ALCORTA — Walter Canzani’s farm is in one of the most fertile zones of Argentina’s Pampas region. Still a proud gaucho (cowboy), this son of Italian immigrants knows, however, that the cows that made Argentina’s beef the most famous in the world are no longer the big money-maker.
Although Canzani still keeps some 50 heifers in his pastures, these days he’s focused more and more on an enormous field of soy, the crop which the late-president Nestor Kirchner used to lift the country out of crisis in 2001. Now Kirchner’s widow and current president Cristina Fernandez de Kirchner has pushed measures to keep farmers cultivating soy as a response to the more recent economic slump and currency shock.

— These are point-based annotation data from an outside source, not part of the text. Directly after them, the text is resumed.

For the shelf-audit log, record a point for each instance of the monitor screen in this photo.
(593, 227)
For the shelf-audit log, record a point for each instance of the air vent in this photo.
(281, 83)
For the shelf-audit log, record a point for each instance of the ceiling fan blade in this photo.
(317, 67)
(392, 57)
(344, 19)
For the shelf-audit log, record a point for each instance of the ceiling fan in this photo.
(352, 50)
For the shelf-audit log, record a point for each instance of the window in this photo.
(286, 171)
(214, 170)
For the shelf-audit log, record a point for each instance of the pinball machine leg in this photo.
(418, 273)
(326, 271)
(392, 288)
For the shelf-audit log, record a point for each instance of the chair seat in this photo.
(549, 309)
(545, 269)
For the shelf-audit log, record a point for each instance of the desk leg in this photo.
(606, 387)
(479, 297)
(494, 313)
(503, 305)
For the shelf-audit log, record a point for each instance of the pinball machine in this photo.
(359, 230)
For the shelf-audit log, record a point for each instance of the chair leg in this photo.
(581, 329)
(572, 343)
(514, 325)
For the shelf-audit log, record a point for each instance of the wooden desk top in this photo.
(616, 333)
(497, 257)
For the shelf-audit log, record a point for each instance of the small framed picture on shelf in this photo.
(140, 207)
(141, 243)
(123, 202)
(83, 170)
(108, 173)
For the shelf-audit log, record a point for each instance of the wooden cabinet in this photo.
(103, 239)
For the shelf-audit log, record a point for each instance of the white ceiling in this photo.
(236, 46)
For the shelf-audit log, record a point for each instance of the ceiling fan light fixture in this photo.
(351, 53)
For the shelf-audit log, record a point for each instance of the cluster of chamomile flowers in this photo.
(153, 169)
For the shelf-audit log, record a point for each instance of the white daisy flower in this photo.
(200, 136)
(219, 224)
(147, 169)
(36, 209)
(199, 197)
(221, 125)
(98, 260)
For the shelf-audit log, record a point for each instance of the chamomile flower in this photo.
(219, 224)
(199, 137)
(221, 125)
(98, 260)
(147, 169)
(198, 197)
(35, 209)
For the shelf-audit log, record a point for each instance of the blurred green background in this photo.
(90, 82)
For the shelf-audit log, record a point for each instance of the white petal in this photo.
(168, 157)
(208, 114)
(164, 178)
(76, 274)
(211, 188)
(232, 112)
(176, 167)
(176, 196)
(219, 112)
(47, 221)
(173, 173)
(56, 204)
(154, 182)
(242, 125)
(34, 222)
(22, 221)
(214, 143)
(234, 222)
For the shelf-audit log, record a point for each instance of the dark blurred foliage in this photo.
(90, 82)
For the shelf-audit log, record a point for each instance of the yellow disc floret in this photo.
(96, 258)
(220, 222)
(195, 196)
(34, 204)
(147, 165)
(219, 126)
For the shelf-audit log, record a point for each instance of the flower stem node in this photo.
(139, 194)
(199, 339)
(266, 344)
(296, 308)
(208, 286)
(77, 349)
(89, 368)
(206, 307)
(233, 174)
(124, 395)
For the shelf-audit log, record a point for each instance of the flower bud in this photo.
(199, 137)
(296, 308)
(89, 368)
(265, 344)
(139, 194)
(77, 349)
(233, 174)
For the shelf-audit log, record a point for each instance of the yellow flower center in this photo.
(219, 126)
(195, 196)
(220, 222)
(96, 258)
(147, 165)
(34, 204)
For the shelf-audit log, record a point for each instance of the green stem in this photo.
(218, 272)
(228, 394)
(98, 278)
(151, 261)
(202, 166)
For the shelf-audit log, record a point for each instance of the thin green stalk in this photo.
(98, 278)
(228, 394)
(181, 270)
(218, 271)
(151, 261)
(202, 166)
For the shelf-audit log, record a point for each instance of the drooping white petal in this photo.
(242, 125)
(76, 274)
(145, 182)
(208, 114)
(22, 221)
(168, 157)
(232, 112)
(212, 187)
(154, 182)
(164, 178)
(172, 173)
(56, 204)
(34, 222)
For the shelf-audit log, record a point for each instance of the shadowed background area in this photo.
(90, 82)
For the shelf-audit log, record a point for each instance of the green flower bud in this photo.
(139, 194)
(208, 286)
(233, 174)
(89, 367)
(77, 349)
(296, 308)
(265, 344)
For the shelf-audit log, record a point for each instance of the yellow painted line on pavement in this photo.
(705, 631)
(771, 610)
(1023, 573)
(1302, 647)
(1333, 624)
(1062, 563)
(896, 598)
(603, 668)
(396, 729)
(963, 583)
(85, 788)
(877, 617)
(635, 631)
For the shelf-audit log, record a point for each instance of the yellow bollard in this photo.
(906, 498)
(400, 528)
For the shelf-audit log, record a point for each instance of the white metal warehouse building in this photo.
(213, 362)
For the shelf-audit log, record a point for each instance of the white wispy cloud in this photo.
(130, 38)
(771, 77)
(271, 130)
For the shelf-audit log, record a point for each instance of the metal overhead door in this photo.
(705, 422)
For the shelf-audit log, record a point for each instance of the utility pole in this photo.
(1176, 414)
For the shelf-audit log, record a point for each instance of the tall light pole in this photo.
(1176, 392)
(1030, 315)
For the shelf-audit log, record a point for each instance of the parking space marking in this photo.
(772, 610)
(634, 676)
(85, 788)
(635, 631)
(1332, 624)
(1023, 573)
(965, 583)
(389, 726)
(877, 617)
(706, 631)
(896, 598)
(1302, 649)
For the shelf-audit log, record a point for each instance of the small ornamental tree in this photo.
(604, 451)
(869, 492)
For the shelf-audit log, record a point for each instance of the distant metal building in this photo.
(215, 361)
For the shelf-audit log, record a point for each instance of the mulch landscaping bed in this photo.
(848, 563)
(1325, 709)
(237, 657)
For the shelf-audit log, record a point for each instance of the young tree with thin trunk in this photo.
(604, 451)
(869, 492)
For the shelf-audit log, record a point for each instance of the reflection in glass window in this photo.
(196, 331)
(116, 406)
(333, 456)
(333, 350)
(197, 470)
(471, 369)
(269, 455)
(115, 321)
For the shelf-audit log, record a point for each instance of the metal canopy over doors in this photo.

In 1978, when Walter was 10 years old, he inherited 48 hectares of land beside a rare asphalted road that cut through the plains of the Pampas, in central Argentina. “In the middle of the 1980s, people began to see the potential of soy,” he recalls, speaking under the shadow of the porch that surrounds his house. “But the real boom came in 2000.”
In 1992, one ton of this produce — used for food, animal feed, and fuel — was priced on the Chicago stock market at $180 dollars. By 2004, pushed by Asian demand, soy climbed to $407.
So, the farmers began to enclose their fields with electric fences so that the herds of Aberdeen Angus, which had previously been allowed to roam freely, couldn’t graze on this new farming gold. Canzani, who prefers cattle farming to tillage, gave in and did the same, still completely unaware that he already had an invisible partner in this new enterprise.
The Kirchner family came to power in 2003, with a center-left proposition that was quickly revealed as classic Peronism: state intervention on the economy, protective tariffs to strengthen industry and taxes on farmland. Nestor Kirchner imposed export taxes on soy that reached 35%. Given that Argentina had become the third biggest producer in the world after the United States and Brazil, this meant an important flux of capital was secured. With this money, the family financed big social plans for the lower class and incentives for industry, but while employment rose, the cost of living soared.
The farmers in the Pampas were forced to shoulder the new tax burden, a mechanism that had spurred national development from the 19th century onwards, creating a certain proud resignation that they must help fuel the recovery.
Beginning of the end
But by 2006, the inflation — increasing at rate of more than 20% annually — hit the food industry. When it came to the treasured beef output, Nestor Kirchner feared a revolt. He tried to keep the prices down, blocking exports almost completely, justifying the decision by saying Argentina needed to feed its own first.
For the country’s famous gaucho meat, this was the beginning of the decline. In 2005, Argentina was still the third biggest exporter in the world, but by 2012 it had fallen to the 10th place, outstripped by neighboring Uruguay and Paraguay. It’s worth noting here that international demand for Argentine beef never diminished, even if the export levels did.
“There isn’t any hope that the situation will get better any time soon,” says Walter, as he pumps water by hand from his well. “The smaller farmers are unhappy with the fields and they largely remain in the stables.”
After the state bankruptcy in 2001 and an agricultural protest in 2008, which was the most difficult moment since either Kirchner was elected, Argentina in 2014 is once again a country with a fundamentally unstable economy.
Years of official statistics that have been sugar-coated, from deficits in foreign trade to the budgets of state-owned businesses have killed any remaining optimism for GDP growth and tax revenue.
Both the government and the people have been so overwhelmed by the urgency to acquire solid assets that they still anchored everything that had become volatile. With international debt from the markets excluded after the default of a decade ago, Buenos Aires has returned, once again, to the Pampas, accusing the farmers of “exploitation” and ordering them to to open their businesses and increase exports.
“This would never have happened with meat,” says Canzani. “Because when a cow is ready, it has to be killed and butchered, while soy can wait in storage until the storm has passed.”
But Canzani’s stainless-steel storage tank currently sits empty, because smaller farmers like him sell their crops as soon as they can. For all their risk and sweat, an Argentine gaucho still earns less than an average office worker.